First, it takes stock of the ever-increasing development and
diversification of data and digital technologies that security
organisations have at their disposal. Secondly, it examines how
these digital devices have fostered a new direction in which
security agencies primarily conceive of emergencies as so many
risks of the future. Emergency governance has undergone what might
be called an anticipatory turn here, with digitally rendered and
imagined scenes of future contingency becoming cause and
justification for intervention in the here and now. Rather than
scrutinising this turn at its most spectacular heights in the
domains, for instance, of warfare or counter-terrorism, the book
explores the facilitation of risk governance through digital
technologies in a more quotidian incarnation; namely by tracing the
steps that the United Kingdom's Fire and Rescue Service (FRS) take
to govern fire emergencies whose potential has been identified but
have yet to unfold. Delving into the FRS, the book maps out a
digital infrastructure that includes various software,
institutional processes, multiple forms of risk calculation but
also human beings, relations and consciousness and an array of
material spaces in which these things exist. Accentuated here is
how these components assemble to produce projections of future
emergencies on a number of sensorial registers. This infrastructure
is shown, in turn, to inform and shape a catalogue of refined modes
of action through which interventions on future emergencies are
made in the present. Engaging in depth with this infrastructure,
the FRS provides an understanding of risk as a lived relation, risk
as an organisational ethos whose liveliness is founded upon and
reverberates through the relations existing between those people
and things operating in the FRS to make sense of potential fire
emergencies.
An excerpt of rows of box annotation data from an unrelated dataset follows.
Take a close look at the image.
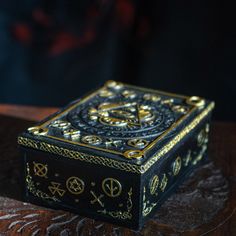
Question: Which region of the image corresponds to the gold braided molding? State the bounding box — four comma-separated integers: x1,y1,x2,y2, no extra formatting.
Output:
18,102,215,174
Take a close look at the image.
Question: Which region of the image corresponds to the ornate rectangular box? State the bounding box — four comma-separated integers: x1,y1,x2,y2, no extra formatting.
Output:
18,81,214,230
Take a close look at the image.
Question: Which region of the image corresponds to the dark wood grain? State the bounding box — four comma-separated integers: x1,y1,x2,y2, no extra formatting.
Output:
0,105,236,236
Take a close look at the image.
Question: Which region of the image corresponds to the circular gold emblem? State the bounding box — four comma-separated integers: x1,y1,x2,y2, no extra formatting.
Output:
150,175,159,195
82,135,102,145
102,178,122,197
66,176,84,195
172,157,181,175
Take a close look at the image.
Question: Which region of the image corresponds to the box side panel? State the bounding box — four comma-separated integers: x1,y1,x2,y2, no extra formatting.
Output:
141,116,210,224
23,149,140,229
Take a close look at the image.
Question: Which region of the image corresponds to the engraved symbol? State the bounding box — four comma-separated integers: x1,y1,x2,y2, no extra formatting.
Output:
82,135,102,145
33,162,48,178
90,191,104,207
50,120,70,130
66,176,84,194
48,182,66,197
172,157,181,175
63,129,80,140
160,174,168,192
105,138,122,147
197,129,208,147
143,93,161,102
184,150,192,166
128,139,148,148
150,175,159,195
102,178,122,197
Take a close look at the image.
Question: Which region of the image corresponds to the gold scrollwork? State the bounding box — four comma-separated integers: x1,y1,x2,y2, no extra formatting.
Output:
143,93,161,102
142,187,157,217
82,135,102,145
25,163,60,202
66,176,85,195
160,173,168,192
150,175,159,195
18,102,215,174
48,182,66,197
28,126,48,136
127,139,148,148
172,157,182,176
33,162,48,178
102,178,122,197
97,188,133,220
49,120,70,130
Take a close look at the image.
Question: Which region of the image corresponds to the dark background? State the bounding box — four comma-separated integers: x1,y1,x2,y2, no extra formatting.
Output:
0,0,236,121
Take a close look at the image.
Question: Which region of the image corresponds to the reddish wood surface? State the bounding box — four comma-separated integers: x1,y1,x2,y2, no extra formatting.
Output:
0,105,236,236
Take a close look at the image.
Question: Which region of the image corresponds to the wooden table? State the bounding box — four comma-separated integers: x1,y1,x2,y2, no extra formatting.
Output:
0,105,236,236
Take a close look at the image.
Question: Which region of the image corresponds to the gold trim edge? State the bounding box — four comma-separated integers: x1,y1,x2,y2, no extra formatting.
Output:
18,102,215,174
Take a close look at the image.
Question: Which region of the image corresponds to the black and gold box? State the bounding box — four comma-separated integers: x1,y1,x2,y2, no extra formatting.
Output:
18,81,214,229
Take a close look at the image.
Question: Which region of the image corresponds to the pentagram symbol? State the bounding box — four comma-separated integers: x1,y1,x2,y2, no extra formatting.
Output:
90,190,104,207
66,176,84,194
48,182,66,197
102,178,122,197
150,175,159,195
33,162,48,178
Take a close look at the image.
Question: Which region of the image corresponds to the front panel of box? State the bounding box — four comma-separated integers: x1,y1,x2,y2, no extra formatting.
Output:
24,151,140,228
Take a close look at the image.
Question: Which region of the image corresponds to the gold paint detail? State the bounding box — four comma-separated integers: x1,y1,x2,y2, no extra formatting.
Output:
142,187,157,217
186,96,205,107
124,150,143,159
105,80,124,90
127,139,148,148
150,175,159,195
33,162,48,178
143,93,161,102
97,188,133,220
183,150,192,166
82,135,102,145
172,157,182,176
28,126,48,136
90,190,104,207
18,102,215,174
122,90,136,99
160,173,168,192
25,163,60,202
63,128,80,140
171,105,189,114
48,182,66,197
99,89,114,98
192,144,207,165
66,176,84,195
102,178,122,197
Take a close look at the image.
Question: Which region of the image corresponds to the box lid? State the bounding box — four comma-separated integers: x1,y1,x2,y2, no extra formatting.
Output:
18,81,214,173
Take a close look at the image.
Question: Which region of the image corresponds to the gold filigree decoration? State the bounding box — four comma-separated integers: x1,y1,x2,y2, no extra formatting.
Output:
97,188,133,220
142,187,157,217
25,163,60,202
18,102,214,174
Using the concept of lived relation as a foundation,
the book develops a critical understanding of anticipatory
governance by grasping its resonance with issues emanating in the
wider field of security, showing how security figures as a set of
practices that rely upon and cultivates affective conditions, that
enrols the force of elements like fire into its institutional
arrangement, that draw on an array of knowledges to exercise power
and, in the process, that instantiate new forms of subjectivity.